Nous continuons à suivre Grégoire Chamayou dans son analyse du libéralisme autoritaire.
Ayant pris connaissance du discours de Schmitt aux patrons allemands, Heller y répond par un court texte qui compte parmi les plus clairvoyants de la période.
Nous assistons là, analyse-t-il, à l’émergence d’une nouvelle catégorie politique, une synthèse étrange : un « libéralisme autoritaire ».
On avait déjà entendu Schmitt dire : « que l’État actuel était un État faible parce que ‘’pluraliste’’ ». Sans précisions. Or là devant un parterre d’industriels, il est enfin sorti du bois : l’État à venir sera un État fort.
Le président du Reich, lui et uniquement lui est seul responsable devant Dieu. Une conception autocratique de l’autorité politique, qui prétend ne l’assoir que sur elle-même.
Cette autorité autocratique, quelle va être son extension ? Jusqu’où est-elle censée aller ? Les partisans de cet État fort veulent-ils réellement un pouvoir sans limite ? « Non absolument pas », clarifie Heller. Cela, cette « rêverie exaltée », ils la laissent à d’autres sur leur droite. En Allemagne ce seront les nazis.
Heller nous adresse un conseil de méthode : face à un pouvoir autoritaire, ne pas se laisser abuser par l’image totalisante qu’il projette de lui-même. Ne pas postuler qu’il exercerait une emprise absolue, intégrale et uniforme ; être attentif au contraire à ses bornes, à ses manques et à ses disparités.
La bonne question à poser est celle-ci : cet État « autoritaire », envers qui l’est-il au juste, et avec qui ne l’est-il pas ?
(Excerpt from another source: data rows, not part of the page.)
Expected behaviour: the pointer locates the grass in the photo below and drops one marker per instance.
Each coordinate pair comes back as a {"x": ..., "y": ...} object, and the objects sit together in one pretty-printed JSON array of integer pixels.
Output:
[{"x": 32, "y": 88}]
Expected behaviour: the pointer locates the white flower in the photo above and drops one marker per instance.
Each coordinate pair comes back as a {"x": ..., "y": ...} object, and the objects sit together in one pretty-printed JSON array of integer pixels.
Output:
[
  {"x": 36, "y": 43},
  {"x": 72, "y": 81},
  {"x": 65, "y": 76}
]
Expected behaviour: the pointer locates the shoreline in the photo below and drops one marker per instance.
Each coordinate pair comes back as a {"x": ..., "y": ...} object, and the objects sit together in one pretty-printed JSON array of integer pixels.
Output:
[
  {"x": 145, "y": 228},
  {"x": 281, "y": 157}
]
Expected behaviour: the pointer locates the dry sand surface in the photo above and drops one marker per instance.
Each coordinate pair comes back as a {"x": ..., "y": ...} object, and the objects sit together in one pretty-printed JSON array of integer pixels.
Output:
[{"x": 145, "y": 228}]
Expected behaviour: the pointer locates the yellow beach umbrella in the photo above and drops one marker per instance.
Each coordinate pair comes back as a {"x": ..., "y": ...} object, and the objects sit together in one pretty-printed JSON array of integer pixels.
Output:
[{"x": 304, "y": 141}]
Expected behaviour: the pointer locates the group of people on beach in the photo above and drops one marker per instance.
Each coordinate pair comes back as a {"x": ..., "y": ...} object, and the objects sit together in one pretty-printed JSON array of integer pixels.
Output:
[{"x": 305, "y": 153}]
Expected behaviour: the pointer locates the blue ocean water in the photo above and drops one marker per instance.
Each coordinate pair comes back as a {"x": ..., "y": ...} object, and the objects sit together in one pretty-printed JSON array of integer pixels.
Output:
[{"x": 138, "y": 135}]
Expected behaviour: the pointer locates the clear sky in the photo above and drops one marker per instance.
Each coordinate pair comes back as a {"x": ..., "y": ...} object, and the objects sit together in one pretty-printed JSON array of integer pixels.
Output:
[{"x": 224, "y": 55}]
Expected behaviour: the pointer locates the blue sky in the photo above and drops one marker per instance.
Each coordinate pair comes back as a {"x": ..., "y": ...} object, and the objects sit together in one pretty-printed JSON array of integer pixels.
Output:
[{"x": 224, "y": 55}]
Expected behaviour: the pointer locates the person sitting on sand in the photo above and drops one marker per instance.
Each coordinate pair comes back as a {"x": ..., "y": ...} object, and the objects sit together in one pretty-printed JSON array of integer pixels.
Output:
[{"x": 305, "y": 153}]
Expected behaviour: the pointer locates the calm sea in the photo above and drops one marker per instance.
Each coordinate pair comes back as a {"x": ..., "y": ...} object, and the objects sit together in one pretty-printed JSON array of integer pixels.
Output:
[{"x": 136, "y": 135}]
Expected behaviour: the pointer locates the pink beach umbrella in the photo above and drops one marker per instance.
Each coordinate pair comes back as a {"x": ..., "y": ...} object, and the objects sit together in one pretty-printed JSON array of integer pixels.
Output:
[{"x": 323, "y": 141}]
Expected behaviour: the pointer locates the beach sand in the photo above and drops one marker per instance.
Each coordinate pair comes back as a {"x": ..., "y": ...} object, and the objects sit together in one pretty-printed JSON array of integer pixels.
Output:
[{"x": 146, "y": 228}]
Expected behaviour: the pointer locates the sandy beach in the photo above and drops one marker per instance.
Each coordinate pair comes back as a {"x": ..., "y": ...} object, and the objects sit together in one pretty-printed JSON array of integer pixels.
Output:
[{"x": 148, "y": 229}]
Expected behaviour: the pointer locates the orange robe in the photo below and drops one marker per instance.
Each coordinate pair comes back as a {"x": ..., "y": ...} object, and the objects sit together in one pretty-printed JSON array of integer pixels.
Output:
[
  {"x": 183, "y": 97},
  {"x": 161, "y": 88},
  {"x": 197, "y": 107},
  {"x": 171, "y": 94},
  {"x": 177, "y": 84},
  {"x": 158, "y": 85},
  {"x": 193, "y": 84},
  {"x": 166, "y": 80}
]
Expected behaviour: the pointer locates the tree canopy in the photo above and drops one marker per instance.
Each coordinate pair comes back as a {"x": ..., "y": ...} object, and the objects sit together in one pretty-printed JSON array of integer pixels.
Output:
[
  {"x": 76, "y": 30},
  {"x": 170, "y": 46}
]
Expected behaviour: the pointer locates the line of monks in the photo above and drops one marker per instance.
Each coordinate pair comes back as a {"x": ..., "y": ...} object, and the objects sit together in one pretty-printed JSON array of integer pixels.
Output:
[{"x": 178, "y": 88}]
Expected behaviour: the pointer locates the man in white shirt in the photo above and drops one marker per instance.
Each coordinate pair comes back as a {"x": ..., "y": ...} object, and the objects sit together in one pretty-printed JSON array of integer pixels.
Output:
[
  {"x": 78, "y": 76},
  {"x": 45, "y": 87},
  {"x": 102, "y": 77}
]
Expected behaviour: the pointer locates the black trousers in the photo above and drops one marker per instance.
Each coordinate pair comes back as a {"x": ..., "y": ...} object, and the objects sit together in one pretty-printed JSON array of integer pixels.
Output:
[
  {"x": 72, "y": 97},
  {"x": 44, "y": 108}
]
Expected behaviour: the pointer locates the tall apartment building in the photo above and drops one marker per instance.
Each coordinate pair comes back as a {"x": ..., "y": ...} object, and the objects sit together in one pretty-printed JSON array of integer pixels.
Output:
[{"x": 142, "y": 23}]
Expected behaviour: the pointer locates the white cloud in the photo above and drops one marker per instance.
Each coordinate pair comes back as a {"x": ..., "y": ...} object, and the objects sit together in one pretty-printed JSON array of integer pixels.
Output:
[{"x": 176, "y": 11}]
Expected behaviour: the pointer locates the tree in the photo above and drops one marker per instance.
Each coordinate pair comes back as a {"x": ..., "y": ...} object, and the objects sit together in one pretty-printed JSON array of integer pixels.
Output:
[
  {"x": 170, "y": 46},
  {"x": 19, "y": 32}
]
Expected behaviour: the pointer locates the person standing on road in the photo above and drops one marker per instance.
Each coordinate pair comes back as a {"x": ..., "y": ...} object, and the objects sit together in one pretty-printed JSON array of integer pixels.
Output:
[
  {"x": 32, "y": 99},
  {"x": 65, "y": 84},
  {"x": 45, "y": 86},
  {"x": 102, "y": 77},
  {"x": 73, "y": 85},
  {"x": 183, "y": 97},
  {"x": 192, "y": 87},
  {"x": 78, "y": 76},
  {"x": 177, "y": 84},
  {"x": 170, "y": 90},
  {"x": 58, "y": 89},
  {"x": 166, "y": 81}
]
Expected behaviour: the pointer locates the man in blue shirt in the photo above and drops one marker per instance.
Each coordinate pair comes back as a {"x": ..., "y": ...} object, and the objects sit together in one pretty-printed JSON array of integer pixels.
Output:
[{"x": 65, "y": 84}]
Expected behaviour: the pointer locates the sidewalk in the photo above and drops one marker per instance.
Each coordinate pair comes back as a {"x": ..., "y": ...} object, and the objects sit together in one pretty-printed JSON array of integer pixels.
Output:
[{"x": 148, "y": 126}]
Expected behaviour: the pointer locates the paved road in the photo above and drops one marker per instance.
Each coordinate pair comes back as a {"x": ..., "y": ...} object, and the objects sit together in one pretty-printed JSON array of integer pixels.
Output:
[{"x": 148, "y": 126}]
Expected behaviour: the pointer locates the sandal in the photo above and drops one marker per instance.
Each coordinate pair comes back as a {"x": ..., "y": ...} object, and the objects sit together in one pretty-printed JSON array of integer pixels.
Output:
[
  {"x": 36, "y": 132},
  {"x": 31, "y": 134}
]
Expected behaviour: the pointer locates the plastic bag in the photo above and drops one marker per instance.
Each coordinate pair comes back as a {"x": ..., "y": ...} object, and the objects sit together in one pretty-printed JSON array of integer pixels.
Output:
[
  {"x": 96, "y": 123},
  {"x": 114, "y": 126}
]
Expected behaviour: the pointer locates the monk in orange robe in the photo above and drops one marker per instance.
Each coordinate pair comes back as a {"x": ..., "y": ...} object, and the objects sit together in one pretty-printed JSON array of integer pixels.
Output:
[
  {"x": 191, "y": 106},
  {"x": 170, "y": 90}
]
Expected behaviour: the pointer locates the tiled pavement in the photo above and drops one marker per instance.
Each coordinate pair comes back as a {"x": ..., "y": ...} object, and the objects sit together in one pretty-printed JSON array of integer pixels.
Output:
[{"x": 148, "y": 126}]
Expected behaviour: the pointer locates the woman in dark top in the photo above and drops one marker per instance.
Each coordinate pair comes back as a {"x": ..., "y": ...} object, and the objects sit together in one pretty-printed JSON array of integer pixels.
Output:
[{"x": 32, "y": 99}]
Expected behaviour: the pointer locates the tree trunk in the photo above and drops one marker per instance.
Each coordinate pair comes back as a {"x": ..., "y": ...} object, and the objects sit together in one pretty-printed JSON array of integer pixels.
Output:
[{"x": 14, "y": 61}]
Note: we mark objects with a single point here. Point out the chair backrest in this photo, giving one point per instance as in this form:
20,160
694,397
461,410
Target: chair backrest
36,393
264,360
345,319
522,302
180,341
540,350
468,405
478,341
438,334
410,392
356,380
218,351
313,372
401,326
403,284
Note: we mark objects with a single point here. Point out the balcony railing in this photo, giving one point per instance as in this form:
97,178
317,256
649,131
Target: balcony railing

La pierre de touche réside dans le rapport que cet État entretient avec « l’ordre économique ». Dès que l’on vient à parler d’économie, l’État autoritaire renonce entièrement à son autorité, et ses porte-paroles soi-disant « conservateurs » ne connaissent plus d’autres mots d’ordre que celui-ci : liberté de l’économie par rapport à l’État !
Loin de procéder à l’abstinence dans les politiques de subventions patronales, cet État procède consciencieusement au démantèlement autoritaire des politiques sociales.
C’est donc un État fort-faible. Fort contre les revendications démocratiques de redistribution sociale, mais faible dans sa relation au marché.
Un État fort avec les faibles et faible avec les forts.
C’est cette asymétrie – celle d’une politique de classe – qui en constitue le cœur.
La stratégie fondamentale du libéralisme autoritaire se résume ainsi : procéder à une « dés-étatisation de de l’économie », à un « retrait de l’État (…) hors de la politique sociale » par le biais d’une « étatisation dictatoriale » du champ politique.
Aujourd’hui en France, quasiment un siècle après cette analyse d’Heller nous pourrions reprendre la même appréciation : l’État libéral autoritaire est fort avec les faibles et faible avec les forts.